Hirac Gurden; Directeur de recherche en neurosciences au CNRS

Directeur de recherche en neurosciences au CNRS, spécialiste des mécanismes cérébraux des cinq sens et particulièrement de l’odorat, Hirac Gurden ne se lasse pas de raconter, avec quelques accents proustiens, que les souvenirs olfactifs s’inscrivent en nous dans les premiers jours de l’enfance pour ne plus jamais nous quitter. « En vieillissant, on perd l’ouïe, la vue mais pas l’odorat ». Lui se souvient comme si c’était hier du riz au lait du goûter sur lequel son père versait un peu de poudre de cannelle. Une odeur qui le transporte en une fraction de seconde à Bakirköy, la ville de son enfance.

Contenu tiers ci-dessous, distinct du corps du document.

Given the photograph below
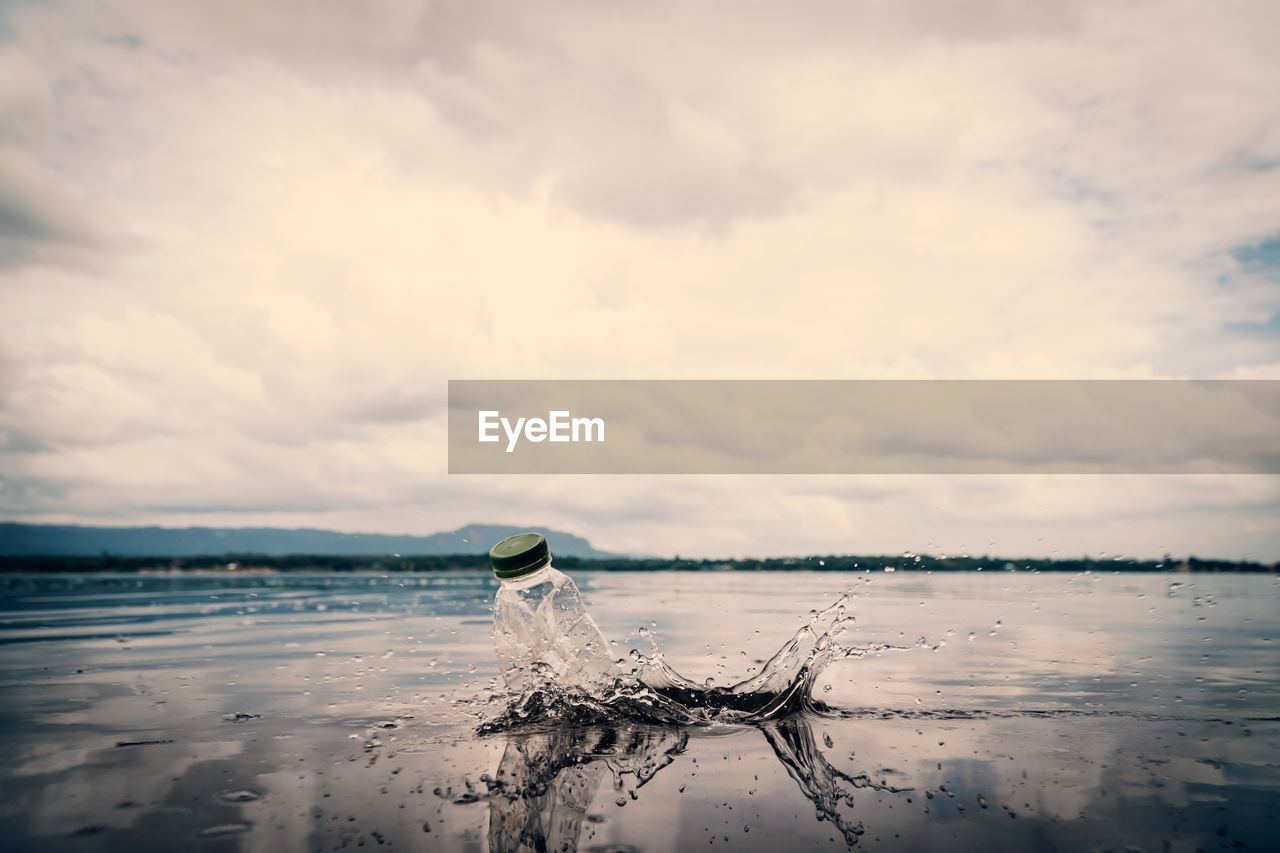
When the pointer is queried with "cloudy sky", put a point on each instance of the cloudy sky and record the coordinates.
(243, 246)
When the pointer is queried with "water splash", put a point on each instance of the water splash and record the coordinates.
(653, 692)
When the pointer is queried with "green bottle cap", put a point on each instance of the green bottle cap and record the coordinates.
(520, 555)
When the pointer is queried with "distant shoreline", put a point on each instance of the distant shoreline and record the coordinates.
(387, 564)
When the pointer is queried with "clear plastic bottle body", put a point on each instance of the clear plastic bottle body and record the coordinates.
(542, 630)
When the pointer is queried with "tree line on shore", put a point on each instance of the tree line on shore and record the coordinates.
(248, 562)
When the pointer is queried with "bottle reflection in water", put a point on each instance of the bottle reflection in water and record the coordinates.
(540, 628)
(548, 780)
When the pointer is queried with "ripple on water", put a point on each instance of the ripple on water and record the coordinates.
(223, 830)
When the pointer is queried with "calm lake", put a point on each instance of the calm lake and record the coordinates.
(323, 712)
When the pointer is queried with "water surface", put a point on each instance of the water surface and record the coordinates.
(278, 712)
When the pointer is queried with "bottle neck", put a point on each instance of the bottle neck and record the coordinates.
(531, 579)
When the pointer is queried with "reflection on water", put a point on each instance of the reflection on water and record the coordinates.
(548, 780)
(339, 712)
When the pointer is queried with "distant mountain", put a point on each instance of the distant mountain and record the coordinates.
(28, 539)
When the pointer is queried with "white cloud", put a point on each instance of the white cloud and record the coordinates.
(302, 226)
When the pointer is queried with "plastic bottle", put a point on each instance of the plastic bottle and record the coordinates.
(540, 628)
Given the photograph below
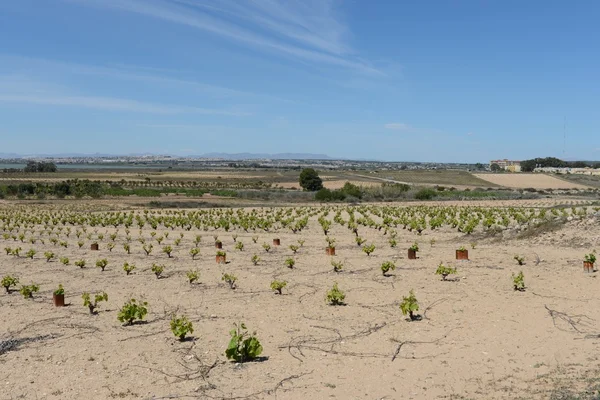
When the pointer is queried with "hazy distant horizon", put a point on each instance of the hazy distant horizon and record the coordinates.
(464, 81)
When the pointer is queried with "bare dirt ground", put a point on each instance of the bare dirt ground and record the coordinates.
(535, 181)
(478, 338)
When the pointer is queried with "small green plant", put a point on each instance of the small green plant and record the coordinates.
(192, 276)
(148, 248)
(519, 281)
(168, 250)
(60, 291)
(520, 259)
(278, 286)
(338, 266)
(180, 326)
(444, 271)
(158, 270)
(92, 306)
(128, 268)
(194, 251)
(230, 279)
(387, 266)
(335, 296)
(131, 311)
(410, 306)
(243, 346)
(28, 290)
(9, 281)
(369, 249)
(102, 264)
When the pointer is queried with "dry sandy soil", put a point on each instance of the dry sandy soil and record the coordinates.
(535, 181)
(478, 338)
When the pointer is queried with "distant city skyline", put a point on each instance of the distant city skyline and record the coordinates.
(464, 81)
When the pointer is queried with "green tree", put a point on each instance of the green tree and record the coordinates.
(310, 180)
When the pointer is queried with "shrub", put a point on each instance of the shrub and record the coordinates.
(369, 249)
(192, 276)
(180, 326)
(338, 266)
(230, 279)
(28, 290)
(278, 286)
(410, 306)
(425, 194)
(60, 291)
(519, 281)
(243, 346)
(102, 264)
(387, 266)
(98, 297)
(157, 270)
(128, 268)
(168, 250)
(444, 271)
(520, 259)
(310, 180)
(8, 281)
(148, 248)
(131, 311)
(335, 296)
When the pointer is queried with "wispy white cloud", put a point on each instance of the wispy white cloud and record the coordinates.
(109, 104)
(275, 17)
(19, 89)
(397, 126)
(127, 73)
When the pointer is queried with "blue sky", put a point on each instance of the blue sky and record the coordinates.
(394, 80)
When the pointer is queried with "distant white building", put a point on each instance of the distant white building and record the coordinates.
(507, 165)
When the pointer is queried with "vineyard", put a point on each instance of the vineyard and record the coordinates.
(366, 301)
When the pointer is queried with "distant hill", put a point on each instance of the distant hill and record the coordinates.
(277, 156)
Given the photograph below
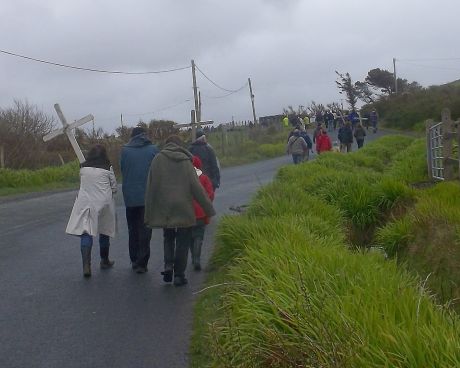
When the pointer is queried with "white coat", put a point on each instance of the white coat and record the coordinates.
(94, 209)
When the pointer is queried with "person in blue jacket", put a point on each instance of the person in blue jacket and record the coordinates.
(136, 157)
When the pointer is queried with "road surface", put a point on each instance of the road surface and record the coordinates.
(50, 316)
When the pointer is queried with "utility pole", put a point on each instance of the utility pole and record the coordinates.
(195, 93)
(394, 74)
(252, 101)
(199, 106)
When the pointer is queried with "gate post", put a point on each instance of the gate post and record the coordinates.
(447, 144)
(429, 148)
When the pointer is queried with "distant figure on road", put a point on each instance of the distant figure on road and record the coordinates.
(345, 136)
(172, 185)
(136, 157)
(323, 142)
(205, 152)
(296, 147)
(359, 134)
(201, 219)
(93, 212)
(374, 120)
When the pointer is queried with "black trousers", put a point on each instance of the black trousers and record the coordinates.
(139, 236)
(176, 242)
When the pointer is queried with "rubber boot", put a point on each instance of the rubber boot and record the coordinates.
(196, 253)
(105, 262)
(86, 258)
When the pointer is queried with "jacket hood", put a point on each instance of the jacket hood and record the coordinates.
(139, 140)
(176, 153)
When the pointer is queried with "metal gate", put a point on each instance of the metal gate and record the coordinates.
(435, 152)
(442, 141)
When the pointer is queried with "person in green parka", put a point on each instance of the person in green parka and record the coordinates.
(172, 185)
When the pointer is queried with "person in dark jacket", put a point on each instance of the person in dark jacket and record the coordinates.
(345, 136)
(172, 185)
(205, 152)
(359, 134)
(136, 157)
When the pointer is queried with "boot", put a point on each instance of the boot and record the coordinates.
(86, 258)
(196, 253)
(105, 262)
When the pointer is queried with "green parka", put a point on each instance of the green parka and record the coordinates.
(172, 184)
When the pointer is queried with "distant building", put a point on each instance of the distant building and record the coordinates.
(271, 119)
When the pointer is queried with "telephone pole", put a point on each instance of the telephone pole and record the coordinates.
(394, 74)
(195, 93)
(252, 101)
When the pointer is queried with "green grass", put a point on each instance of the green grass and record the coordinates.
(427, 239)
(295, 295)
(23, 181)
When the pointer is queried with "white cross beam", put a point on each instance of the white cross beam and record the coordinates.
(68, 130)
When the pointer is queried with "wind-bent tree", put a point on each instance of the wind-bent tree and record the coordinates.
(348, 88)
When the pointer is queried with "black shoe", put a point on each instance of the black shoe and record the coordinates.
(141, 269)
(167, 275)
(106, 264)
(180, 281)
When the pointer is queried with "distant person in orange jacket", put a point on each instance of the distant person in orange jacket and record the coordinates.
(201, 219)
(323, 142)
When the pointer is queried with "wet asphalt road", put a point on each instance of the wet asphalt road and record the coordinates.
(50, 316)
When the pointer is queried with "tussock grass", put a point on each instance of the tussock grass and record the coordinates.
(427, 238)
(294, 295)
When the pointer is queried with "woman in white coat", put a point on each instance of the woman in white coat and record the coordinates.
(94, 210)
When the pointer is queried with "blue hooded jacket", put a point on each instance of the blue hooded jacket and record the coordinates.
(136, 157)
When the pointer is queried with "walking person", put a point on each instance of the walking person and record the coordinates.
(201, 219)
(172, 185)
(374, 120)
(359, 134)
(93, 212)
(205, 152)
(345, 137)
(136, 157)
(323, 142)
(306, 138)
(296, 147)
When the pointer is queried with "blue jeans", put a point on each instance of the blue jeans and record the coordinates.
(86, 240)
(297, 158)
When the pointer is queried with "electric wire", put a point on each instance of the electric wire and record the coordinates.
(91, 69)
(226, 95)
(429, 66)
(218, 86)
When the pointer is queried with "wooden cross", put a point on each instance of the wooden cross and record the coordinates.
(68, 130)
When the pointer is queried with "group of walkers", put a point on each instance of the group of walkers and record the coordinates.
(171, 189)
(350, 128)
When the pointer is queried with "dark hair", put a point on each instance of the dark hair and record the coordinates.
(174, 139)
(97, 157)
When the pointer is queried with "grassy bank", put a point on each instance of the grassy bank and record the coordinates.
(291, 291)
(24, 181)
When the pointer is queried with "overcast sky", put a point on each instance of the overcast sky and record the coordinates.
(289, 48)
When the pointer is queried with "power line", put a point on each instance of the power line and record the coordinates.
(215, 84)
(228, 94)
(428, 66)
(91, 69)
(150, 112)
(430, 59)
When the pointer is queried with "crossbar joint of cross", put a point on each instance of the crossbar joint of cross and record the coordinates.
(68, 130)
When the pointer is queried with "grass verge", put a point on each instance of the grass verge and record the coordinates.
(295, 295)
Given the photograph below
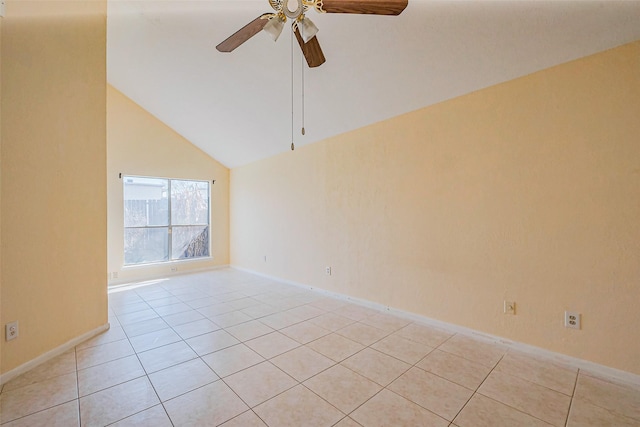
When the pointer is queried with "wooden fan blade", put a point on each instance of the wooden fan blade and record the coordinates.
(243, 34)
(311, 50)
(374, 7)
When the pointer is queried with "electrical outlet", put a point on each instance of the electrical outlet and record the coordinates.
(572, 319)
(11, 330)
(509, 307)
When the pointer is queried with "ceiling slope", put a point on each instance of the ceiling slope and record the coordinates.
(237, 107)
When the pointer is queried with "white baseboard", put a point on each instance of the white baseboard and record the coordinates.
(15, 372)
(587, 367)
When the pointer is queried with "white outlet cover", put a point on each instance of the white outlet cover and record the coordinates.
(11, 331)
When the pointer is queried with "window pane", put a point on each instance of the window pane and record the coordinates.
(146, 201)
(189, 202)
(143, 245)
(190, 242)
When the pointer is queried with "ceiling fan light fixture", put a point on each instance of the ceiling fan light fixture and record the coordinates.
(307, 28)
(274, 27)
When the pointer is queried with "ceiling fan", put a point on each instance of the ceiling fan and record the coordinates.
(305, 30)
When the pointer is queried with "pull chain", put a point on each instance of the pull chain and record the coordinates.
(292, 35)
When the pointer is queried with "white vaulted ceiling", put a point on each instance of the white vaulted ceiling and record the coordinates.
(237, 106)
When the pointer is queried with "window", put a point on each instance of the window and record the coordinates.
(165, 219)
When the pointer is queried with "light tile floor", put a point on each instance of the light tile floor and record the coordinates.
(233, 349)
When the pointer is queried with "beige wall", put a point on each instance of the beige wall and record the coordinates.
(527, 191)
(53, 175)
(139, 144)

Ce scientifique affable vient de publier Sentir, comment les odeurs agissent sur notre cerveau, récit scientifique autant qu’autobiographique. Dans ce livre érudit, il explique tour à tour que les Égyptiens de l’Antiquité assimilaient les senteurs des plantes à la « sueur des dieux » et pourquoi c’est l’odorat qui est la source du plaisir ou du dégoût vis-à-vis d’un plat ou d’un aliment. Il révèle que le lait maternel, « l’un des liquides corporels les plus riches et complexes en molécules odorantes », contient du Maltol, mélange de praline et de caramel pouvant faire penser à la barbe à papa. Est-ce un hasard si les parfums les plus vendus au monde depuis le début des années 90 (Angel de Mugler en tête) contiennent eux aussi de fortes quantités de Maltol ? Ce merveilleux vulgarisateur n’omet pas de raconter comment les chercheurs du laboratoire Pfizer ont découvert en 1951, complètement par hasard, l’odeur de la mer en parfumerie (la molécule de Calone®) en cherchant à développer une nouvelle génération d’anxiolytiques. Marqueur de propreté, d’hygiène et de fraicheur marine, cette molécule fut à l’origine du succès de beaucoup de parfums des années 90 (L’eau d’Issey, Acqua di Gió, Cool water woman).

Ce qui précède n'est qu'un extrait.